I have seen him running for a dying man on a railway platform, whom we never knew. He got shocked when my sister fainted. He lifted up my grandmother when she had chest pain. He cried when last rituals of my grandfather were performed. He gets into quarrels with my mother. He got depressed on my less AIEEE score. How does it matter to anyone in any sense but it does because he is like any other human so he errs as well. But, as a father, as a son, as a husband and as a human, how much have I seen him is an image of 'near-to-perfect' human being. 

He often tells me 'sab din saman nahin hote, sab jan saman nahin hote' - All days are not same, all humans are not same. As a father he scolds me when I do something really wrong but he wanders with me till midnight. He has been matured enough to listen to all my adolescent experiences and comment on them as a very nice friend. I have shared every single bit of life with him and he has made me to enjoy every moment of it. When I turn back today to look at my life, I find him so right because the shape which it has taken today, which is quite good, would not have been possible without the way he was and he is.

People and our relatives trust him so much that they come to him for every other problem they encounter and he too humble solves those without any sense of doing. He says "man hus to tuti chappal men takka lagwa ke pehnenge aur nahin to char jod jute kharedna kaunsi badi baat hai"- He makes his own choices. He does the accounting of a small retail shop on tally using his personal laptop asks children to learn many languages. Meditation is his daily habit and it gives him the unending power to sustain the adversities which anyone has to face in life. His favorite doha - "dheere-dheere re mana, dheere sab kuch hoye; mali sinche sau ghada, ritu aaye fal hoye". I am not his follower, I should not be. Because, my mother still finds some odds in him, but, she also admires him when it comes on how should I be. We together have spent many hours talking to each other and now whenever I go home, we spend at least one sleepless night sharing our thoughts and lives. "aadmi ki agar aadten achchi hon, to us kisi baat ki fikr nahin hoti."

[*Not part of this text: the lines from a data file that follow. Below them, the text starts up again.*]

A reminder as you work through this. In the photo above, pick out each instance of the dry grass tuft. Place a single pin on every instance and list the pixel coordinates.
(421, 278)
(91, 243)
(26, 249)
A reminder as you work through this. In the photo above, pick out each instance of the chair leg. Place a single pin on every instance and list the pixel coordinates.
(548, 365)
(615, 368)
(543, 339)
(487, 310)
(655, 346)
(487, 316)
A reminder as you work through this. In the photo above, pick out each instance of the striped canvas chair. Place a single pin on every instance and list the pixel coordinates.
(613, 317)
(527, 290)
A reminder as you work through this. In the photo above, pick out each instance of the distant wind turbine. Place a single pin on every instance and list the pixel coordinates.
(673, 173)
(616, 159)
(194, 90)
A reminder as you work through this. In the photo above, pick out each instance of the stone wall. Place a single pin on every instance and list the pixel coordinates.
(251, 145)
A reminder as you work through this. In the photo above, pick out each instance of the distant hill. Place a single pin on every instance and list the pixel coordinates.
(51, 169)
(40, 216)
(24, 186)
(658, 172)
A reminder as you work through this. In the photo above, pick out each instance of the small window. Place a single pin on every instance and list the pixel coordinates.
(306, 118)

He is a courageous and thoughtful man. Although, he could not complete his formal education but he inspired me to study well and learn more. For him study is not what you read in books but how you direct your life and your surrounding after learning something. I can continue writing because he is my father and so can anyone else about his/her father. I must confess this is not a blurry image but the most clear image of my life which has helped me in making my own image. I request everyone to simply love their father because he is the rigid support of one's life; which doesn't bend often but in case tumbles down no other structure can stand anymore. I am emotional because I know he is not a celebrity but he is my hero !!!!